For those who just want to use the sniffer, you can download this zipfile and extract it to a blank USB drive, plug it into a chumby, reboot, and when the chumby comes back it should be running the application. At the point where the screen goes dark, it will take up to a minute for data to start appearing, as it takes about 20-30 seconds for the huge tshark executable to load (depending upon the performance of your USB drive), and then the script pools data over a few sampling periods before reporting summary information. For those who wish to hack the program a bit, here is a link to the Flash movie—it’s the only piece of code in the zipfile that isn’t available in source form some other way.

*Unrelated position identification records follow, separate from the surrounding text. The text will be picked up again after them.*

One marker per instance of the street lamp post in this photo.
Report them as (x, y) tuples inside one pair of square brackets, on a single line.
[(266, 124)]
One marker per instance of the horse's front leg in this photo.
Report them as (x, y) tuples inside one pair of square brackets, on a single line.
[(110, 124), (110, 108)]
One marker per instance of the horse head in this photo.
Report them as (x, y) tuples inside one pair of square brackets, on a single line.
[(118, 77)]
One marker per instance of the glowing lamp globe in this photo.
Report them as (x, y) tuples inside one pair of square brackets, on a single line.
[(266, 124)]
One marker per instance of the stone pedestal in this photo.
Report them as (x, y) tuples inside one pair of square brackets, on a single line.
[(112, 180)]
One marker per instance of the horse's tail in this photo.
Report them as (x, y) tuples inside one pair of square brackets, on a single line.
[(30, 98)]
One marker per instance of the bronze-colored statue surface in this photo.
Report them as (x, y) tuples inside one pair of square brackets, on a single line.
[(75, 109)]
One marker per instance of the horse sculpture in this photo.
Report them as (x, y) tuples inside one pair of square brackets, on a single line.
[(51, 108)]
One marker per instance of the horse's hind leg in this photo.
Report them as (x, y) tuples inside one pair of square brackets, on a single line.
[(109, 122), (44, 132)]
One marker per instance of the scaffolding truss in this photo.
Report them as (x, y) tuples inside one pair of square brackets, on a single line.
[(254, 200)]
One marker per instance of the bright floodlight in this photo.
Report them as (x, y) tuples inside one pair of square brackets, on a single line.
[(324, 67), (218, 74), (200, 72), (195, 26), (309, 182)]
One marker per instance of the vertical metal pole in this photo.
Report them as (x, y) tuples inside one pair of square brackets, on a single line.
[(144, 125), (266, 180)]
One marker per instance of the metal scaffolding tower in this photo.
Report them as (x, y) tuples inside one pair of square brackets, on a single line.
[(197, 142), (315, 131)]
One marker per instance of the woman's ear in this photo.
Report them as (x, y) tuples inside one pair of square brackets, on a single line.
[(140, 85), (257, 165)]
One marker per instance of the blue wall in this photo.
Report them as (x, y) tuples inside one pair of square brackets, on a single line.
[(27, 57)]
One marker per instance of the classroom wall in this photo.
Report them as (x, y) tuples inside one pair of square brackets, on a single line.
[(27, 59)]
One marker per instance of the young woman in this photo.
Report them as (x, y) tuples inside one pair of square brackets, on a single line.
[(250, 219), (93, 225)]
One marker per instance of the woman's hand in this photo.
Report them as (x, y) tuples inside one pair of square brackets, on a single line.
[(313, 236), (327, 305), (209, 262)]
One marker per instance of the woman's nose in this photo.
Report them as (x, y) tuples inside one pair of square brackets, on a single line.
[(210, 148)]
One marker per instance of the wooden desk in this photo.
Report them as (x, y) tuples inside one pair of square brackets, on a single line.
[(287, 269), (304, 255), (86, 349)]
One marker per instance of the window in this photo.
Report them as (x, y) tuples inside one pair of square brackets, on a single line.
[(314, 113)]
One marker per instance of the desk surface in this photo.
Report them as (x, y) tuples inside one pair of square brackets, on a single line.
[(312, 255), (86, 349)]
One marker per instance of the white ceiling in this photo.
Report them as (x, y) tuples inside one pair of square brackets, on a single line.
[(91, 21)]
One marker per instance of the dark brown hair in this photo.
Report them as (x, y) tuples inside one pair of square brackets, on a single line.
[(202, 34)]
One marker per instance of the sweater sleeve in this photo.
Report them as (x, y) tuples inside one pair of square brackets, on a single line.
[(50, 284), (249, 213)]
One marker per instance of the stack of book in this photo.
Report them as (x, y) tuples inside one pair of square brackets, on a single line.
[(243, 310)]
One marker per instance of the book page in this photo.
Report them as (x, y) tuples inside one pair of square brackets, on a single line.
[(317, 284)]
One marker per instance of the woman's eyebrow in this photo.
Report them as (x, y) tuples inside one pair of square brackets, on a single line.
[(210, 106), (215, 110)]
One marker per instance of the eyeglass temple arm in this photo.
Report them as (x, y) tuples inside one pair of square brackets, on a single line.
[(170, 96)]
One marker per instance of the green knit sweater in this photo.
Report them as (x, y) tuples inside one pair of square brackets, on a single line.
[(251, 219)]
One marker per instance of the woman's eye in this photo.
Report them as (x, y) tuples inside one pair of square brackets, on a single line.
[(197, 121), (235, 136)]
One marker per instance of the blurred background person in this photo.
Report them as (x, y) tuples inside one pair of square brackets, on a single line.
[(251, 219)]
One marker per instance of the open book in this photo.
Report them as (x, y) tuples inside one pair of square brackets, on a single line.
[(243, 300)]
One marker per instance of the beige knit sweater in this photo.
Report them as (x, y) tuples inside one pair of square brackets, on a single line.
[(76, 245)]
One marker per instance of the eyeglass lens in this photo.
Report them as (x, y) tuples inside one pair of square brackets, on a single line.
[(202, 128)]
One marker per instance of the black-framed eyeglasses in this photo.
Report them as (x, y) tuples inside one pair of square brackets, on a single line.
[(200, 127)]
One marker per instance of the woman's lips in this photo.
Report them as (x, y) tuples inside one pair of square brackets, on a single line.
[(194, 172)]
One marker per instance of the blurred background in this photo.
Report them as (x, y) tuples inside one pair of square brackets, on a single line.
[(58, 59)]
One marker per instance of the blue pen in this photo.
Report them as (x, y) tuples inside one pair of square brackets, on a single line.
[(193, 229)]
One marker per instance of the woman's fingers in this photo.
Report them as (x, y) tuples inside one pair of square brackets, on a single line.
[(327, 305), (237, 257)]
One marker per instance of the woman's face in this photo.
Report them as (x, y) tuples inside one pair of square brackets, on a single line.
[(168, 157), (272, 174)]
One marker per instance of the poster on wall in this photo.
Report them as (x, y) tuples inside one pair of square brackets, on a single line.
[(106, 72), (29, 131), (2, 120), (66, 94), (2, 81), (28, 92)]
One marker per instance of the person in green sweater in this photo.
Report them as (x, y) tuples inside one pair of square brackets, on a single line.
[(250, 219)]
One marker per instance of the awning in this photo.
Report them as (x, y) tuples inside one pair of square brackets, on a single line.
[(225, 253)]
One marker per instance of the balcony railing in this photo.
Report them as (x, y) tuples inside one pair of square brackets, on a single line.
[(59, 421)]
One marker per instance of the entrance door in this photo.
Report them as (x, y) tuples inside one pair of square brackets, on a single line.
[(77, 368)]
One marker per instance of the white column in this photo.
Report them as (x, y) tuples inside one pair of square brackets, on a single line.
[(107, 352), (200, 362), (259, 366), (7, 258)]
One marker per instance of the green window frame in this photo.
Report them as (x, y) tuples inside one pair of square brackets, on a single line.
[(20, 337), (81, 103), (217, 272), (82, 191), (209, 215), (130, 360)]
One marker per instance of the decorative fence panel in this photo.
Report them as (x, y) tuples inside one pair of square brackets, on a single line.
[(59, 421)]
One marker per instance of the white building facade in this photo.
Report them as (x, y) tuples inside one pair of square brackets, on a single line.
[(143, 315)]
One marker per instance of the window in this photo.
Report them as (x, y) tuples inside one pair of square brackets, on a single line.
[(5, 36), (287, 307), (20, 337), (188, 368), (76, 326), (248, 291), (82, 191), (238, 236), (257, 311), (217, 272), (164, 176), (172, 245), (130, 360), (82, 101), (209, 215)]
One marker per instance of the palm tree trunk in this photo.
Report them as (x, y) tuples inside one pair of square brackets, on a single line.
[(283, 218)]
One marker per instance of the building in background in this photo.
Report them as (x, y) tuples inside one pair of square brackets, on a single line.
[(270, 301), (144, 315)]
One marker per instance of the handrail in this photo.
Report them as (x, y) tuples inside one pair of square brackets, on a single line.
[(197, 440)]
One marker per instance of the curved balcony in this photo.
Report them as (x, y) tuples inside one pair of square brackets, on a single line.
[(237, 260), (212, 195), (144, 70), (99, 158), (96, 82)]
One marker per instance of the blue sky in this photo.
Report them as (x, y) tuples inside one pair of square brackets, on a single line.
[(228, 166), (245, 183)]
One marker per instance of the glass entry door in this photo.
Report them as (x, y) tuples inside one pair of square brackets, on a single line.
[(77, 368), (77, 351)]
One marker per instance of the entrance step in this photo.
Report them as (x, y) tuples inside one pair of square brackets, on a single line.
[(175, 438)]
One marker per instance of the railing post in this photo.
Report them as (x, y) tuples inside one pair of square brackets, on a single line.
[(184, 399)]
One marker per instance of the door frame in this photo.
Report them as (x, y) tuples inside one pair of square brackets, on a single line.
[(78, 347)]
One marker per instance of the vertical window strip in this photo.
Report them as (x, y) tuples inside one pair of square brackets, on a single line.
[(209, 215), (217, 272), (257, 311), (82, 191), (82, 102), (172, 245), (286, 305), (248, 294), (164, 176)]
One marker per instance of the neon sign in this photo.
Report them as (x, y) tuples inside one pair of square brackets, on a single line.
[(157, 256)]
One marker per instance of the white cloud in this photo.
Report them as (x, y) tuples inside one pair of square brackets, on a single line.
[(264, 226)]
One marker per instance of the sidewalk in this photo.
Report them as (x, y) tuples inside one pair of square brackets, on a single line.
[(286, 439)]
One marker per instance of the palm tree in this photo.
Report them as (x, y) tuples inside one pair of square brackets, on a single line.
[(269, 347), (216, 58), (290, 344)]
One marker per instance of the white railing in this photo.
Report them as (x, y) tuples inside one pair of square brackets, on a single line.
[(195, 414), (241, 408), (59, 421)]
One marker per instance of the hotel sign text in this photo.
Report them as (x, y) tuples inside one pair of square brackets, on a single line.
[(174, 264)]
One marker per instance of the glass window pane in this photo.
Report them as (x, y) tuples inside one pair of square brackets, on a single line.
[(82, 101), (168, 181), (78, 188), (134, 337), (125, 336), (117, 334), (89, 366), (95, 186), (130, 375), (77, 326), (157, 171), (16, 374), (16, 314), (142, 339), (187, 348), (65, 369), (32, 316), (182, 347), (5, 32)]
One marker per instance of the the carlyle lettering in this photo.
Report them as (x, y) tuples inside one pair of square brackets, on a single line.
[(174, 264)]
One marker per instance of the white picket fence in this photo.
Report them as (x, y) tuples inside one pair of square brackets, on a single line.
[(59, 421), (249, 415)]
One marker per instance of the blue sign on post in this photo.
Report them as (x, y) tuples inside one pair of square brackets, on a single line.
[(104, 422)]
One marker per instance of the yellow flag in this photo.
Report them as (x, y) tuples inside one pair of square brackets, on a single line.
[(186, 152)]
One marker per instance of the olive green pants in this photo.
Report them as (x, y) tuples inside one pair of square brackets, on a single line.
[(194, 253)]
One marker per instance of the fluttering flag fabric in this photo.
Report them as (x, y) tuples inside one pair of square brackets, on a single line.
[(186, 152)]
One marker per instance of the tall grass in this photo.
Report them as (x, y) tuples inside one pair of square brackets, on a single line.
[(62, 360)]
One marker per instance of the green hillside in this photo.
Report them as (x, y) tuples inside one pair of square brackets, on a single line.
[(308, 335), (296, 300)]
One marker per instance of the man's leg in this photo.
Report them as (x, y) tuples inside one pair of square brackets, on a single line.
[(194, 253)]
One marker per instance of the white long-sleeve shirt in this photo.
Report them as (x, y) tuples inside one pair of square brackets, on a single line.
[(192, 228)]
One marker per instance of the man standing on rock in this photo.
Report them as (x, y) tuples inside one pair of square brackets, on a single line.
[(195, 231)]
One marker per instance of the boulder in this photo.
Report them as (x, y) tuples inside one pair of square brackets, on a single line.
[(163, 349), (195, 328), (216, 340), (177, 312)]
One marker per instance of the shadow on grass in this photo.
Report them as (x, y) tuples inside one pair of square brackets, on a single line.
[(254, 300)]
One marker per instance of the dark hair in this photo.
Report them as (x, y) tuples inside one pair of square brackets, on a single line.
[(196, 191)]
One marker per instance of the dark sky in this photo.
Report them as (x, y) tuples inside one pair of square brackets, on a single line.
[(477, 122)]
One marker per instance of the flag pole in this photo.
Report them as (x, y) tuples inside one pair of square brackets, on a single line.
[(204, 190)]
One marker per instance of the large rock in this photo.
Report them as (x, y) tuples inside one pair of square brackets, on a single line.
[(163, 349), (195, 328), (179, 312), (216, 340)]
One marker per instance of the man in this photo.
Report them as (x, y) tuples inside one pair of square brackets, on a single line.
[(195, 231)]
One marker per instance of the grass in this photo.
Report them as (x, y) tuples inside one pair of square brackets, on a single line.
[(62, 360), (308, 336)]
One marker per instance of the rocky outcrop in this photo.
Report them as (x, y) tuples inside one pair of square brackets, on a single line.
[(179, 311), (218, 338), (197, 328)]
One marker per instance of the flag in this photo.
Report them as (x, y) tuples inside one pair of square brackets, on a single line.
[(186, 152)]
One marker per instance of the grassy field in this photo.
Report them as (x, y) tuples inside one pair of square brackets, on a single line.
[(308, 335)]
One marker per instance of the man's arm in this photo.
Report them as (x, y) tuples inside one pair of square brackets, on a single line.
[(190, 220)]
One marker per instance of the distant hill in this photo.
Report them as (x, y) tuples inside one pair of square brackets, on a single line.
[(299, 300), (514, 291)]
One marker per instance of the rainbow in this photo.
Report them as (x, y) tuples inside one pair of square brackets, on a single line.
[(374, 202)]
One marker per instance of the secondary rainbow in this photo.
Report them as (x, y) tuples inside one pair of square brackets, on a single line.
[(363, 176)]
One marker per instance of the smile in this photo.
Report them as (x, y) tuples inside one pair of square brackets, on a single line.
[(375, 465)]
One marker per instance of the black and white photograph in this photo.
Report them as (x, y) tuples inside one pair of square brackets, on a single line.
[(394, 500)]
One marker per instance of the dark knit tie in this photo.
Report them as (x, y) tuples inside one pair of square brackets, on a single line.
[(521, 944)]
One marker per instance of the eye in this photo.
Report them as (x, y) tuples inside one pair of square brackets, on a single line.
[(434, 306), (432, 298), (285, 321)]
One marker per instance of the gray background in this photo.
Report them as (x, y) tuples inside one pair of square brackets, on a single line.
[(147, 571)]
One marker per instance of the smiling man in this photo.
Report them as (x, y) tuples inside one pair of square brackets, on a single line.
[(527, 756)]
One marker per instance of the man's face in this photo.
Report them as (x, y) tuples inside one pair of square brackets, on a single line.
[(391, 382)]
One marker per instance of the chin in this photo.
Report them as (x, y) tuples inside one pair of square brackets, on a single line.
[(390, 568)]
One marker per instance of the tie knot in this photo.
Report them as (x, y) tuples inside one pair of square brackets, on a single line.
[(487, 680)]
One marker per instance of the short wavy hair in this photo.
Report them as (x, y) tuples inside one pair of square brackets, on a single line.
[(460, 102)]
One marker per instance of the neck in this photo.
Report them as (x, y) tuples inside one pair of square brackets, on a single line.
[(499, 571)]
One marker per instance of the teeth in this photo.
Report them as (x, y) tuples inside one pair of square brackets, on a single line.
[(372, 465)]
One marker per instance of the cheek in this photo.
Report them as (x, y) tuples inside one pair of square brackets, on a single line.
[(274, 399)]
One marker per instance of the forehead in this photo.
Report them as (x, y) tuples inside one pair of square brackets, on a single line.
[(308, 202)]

The default frequency of the radio will be the last frequency used, but you can add a line to the “userhook2” perl script right after monitor mode is set to configure the channel explicitly:
iwconfig rausb0 channel 3 # set channel number to desired number
The script is a little bit fragile, in that every time the firmware is updated something seems to break. I just repaired the script to work with firmware version 1.5, but let me know if you use the script and it doesn’t seem to work. Unfortunately, the only way to debug the script is via the serial port, because setting the wifi card in monitor mode makes it unable to transmit packets — although if you’re really clever you can hack the script to load drivers for a wired ethernet USB dongle and connect to the chumby via that interface.
For what it’s worth, cross-compiling tshark is a total pain in the butt. The make scripts really weren’t very friendly to the task, I had to do a lot of manual operations to facilitate the build. For example, it doesn’t differentiate between binaries that run on the host versus binaries that run on the target, so some helper programs meant to run on the x86 host would get complied to ARM (doh!); those cases had to be tweaked manually to get the whole thing to build right.